Large language models (LLMs)

At the other extreme are Large language models (LLMs), which have got a lot of publicity lately. There are a number of tools that use LLMs to help extract information from documents, such as LayoutLM (Xu et al.), Layout Parser, and VILA (Shen et al.). These approaches encode information about a document (in some case including the (x,y) coordinates of individual words on a page) and try and infer which category each word (or block of text) belongs to. These methods are typically coded in Python, and come with various tools to display regions on pages. I’ve had variable success getting these tools to work (I am new to Python, and am also working on a recent Mac which is not the most widely used hardware for machine learning). I have got other ML tools to work, such as an Inception-based model to classify images (see Adventures in machine learning: iNaturalist, DNA barcodes, and Lepidoptera), but I’ve not succeeded in training these models. There are obscure Python error messages, some involving Hugging Face, and eventually my patience wore out.

Another aspect of these methods is that they often package everything together, such that they take a PDF, use OCR or ML methods such as Detectron to locate blocks, then encode the results and feed them to a model. This is great, but I don’t necessarily want the whole package, I want just some parts of it. Nor does the prospect of lengthy training appeal (even if I could get it to work properly).

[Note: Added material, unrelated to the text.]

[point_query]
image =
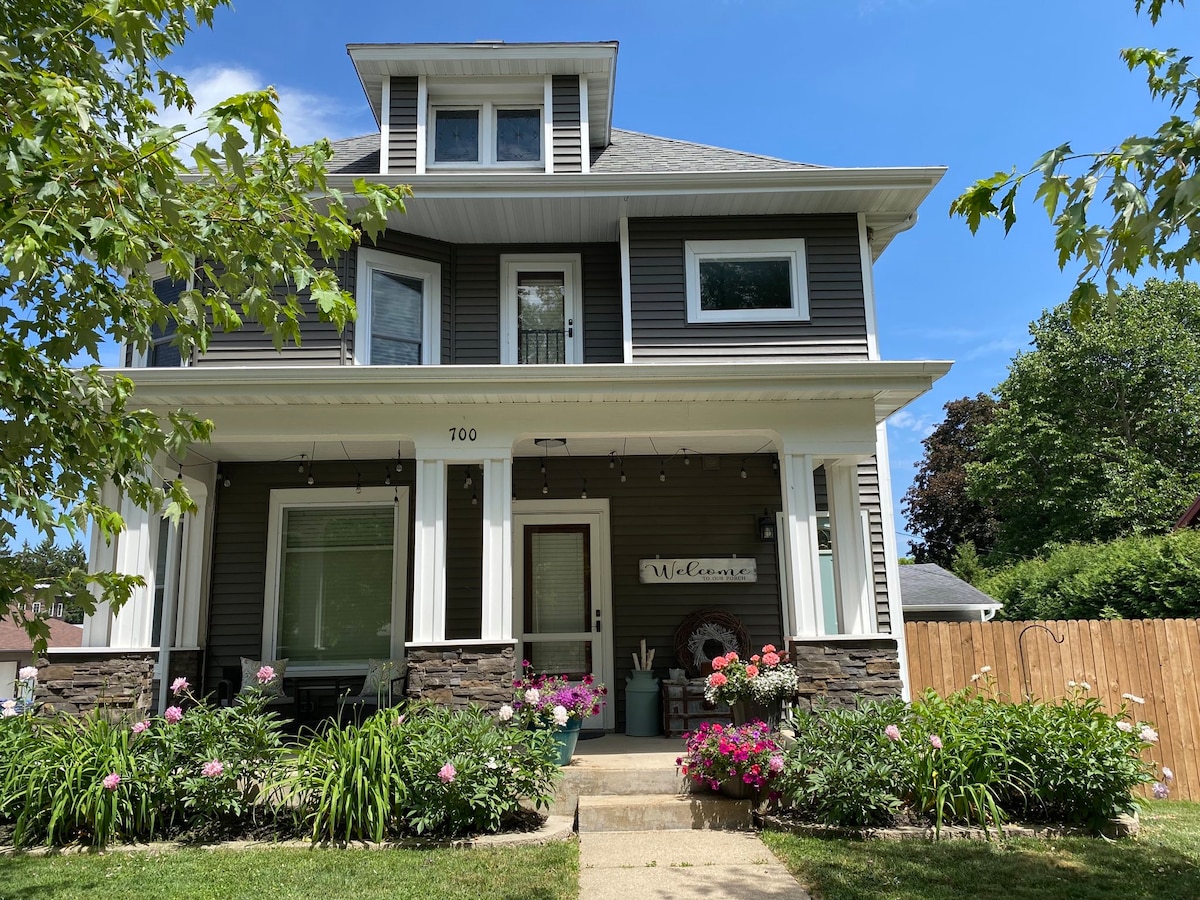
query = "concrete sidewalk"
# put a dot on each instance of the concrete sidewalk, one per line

The approach that appealed the most is VILA, which doesn’t use (x,y) coordinates directly but instead encodes information about “blocks” into text extracted from a PDF, then uses an LLM to infer document structure. There is a simple demo at Hugging Face. After some experimentation with the code, I’ve ended up using the way VILA represents a document (a JSON file with a series of pages, each with lists of words, their positions, and information on lines, blocks, etc.) as the format for my experiments. If nothing else this means that if I go back to trying to train these models I will have data already prepared in an appropriate format. I’ve also decided to follow VILA’s scheme for labelling words and blocks in a document:

  • Title
  • Author
  • Abstract
  • Keywords
  • Section
  • Paragraph
  • List
  • Bibliography
  • Equation
  • Algorithm
  • Figure
  • Table
  • Caption
  • Header
  • Footer
  • Footnote

I’ve tweaked this slightly by adding two additional tags
from VILA’s Labeling Category Reference, the “semantic” tags “Affiliation” and “Venue”. This helps separate information on author names (“Author”) from their affiliations, which can appear in very different positions to the author’s names. “Venue” is useful to label things such as a banner at the top of an article where the publisher display the name of the journal, etc.

Conditional random fields

In between masses of regular expressions and large language models are approaches such as Conditional random fields (CRFs), which I’ve used before to parse citations (see Citation parsing tool released). Well known tools such as GROBID use this approach.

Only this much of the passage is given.